Background technology
During user's Website login, need information such as input username and password, the website by this user of above-mentioned information Recognition after, could provide corresponding service to this user.The username and password of user's input normally oneself is set, and has very big randomness, and promptly a real user can be provided with a plurality of different username and passwords.A plurality of username informations of storing in the website may all belong to same real user, yet which user name this website can't distinguish is for which real user, can only regard these user names as belong to different real user respectively.
Exist a real user to register a plurality of numbers of the account (as user ID) on the website, movable on the website with different numbers of the account then, the website can only be independent the behavior that traces into unique user ID, can only grasp user's behavior and information from the part, collect the partial data of an entity user, can not understand real behavior of user and information on the whole.
Therefore, need carry out association to all user names of a real user in some field, carry out unified management, for example, the ID card No. in banking in the log-on message of use real user is as association, be that the account that same ID card No. is opened is the account of same entity user, after all records of this account all are recorded, do as a whole the application, such as the credit grade of judging this user, search this user's poor record, judge this user's loan repayment capacity etc.
Yet, the website can utilize unique proof of identification information association to the paying customer, for example when Website login, require the user that proof of identification is provided, the information that real user such as corporate licence are unique, but a large amount of free members and unregistered user are arranged on the website, requiring them to provide such obvious threshold of information too high, be difficult to accept concerning the user, also is very high concerning the operation cost of website.

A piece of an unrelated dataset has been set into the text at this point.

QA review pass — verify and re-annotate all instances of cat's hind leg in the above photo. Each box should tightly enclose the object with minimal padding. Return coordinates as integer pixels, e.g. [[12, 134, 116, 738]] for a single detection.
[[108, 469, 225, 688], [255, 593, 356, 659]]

Another kind of mode is to utilize information that client collects the user as association, collects same the user profile on the computer with the mode of hardware or software, by unique sign as association, thereby judge unique entity user.For example, the U shield of banking system, it is the digital certificate that industrial and commercial bank is used for discerning client identity in a kind of network environment, a kind of hardware in kind that is similar to flash memory with intelligent chip and shape, the client who has the U shield except needs are submitted Web bank's username and password to, also needs the U shield is inserted USB interface of computer when using Web bank, after bank's process multiple-authentication is errorless, the account that just allows to enter internet banking operation oneself; The dongle of financial system and for example, developer's program is operated dongle by the interface module of calling the dongle development kit and providing, and dongle responds this operation and by interface module corresponding data is returned to developer's program; The machine code of perhaps collecting subscriber computer is as sign.
But above method all needs the client to pay certain cost, is infeasible basically concerning vast free member and non-registered users; And because whether the user can select to install, if client is not installed, data just have no idea to collect, if force to install, collect user's information by force or in the dark, also do not allow legally.
Summary of the invention
The problem to be solved in the present invention provides a kind of method and system of calculating number of website real user, can not be in the prior art to solve with a plurality of user ID of a real user registration, and this real user non-registered users of behavior on the website is associated, thereby really judges the behavior of a real user and the defective of information on the whole.
In order to realize above purpose, the invention provides a kind of method of calculating number of website real user, may further comprise the steps:
Website server detects customer identification information and the Cookie ID that the user sends;
Described Website server compares described customer identification information and Cookie ID customer identification information and the Cookie ID concentrated with being present in entity user;
Described Website server manages described user related information according to comparative result.
Preferably, described described user related information being managed specifically according to comparative result comprises:
If described customer identification information belongs to the entity user that entity user is concentrated, and does not have described Cookie ID in the described entity user, then described Website server adds described entity user with described Cookie ID;
If described Cookie ID belongs to the entity user that described entity user is concentrated, and does not have described customer identification information in the described entity user, then described Website server adds described entity user with described customer identification information;
If described customer identification information and described Cookie ID do not belong to the entity user that described entity user is concentrated, then described Website server joins the novel entities user that described entity user is concentrated with described customer identification information and described Cookie ID;
If described customer identification information and described Cookie ID belong to described entity user collection, judge then whether described customer identification information and described Cookie ID belong to same entity user, if do not belong to same entity user, then merge into an entity user.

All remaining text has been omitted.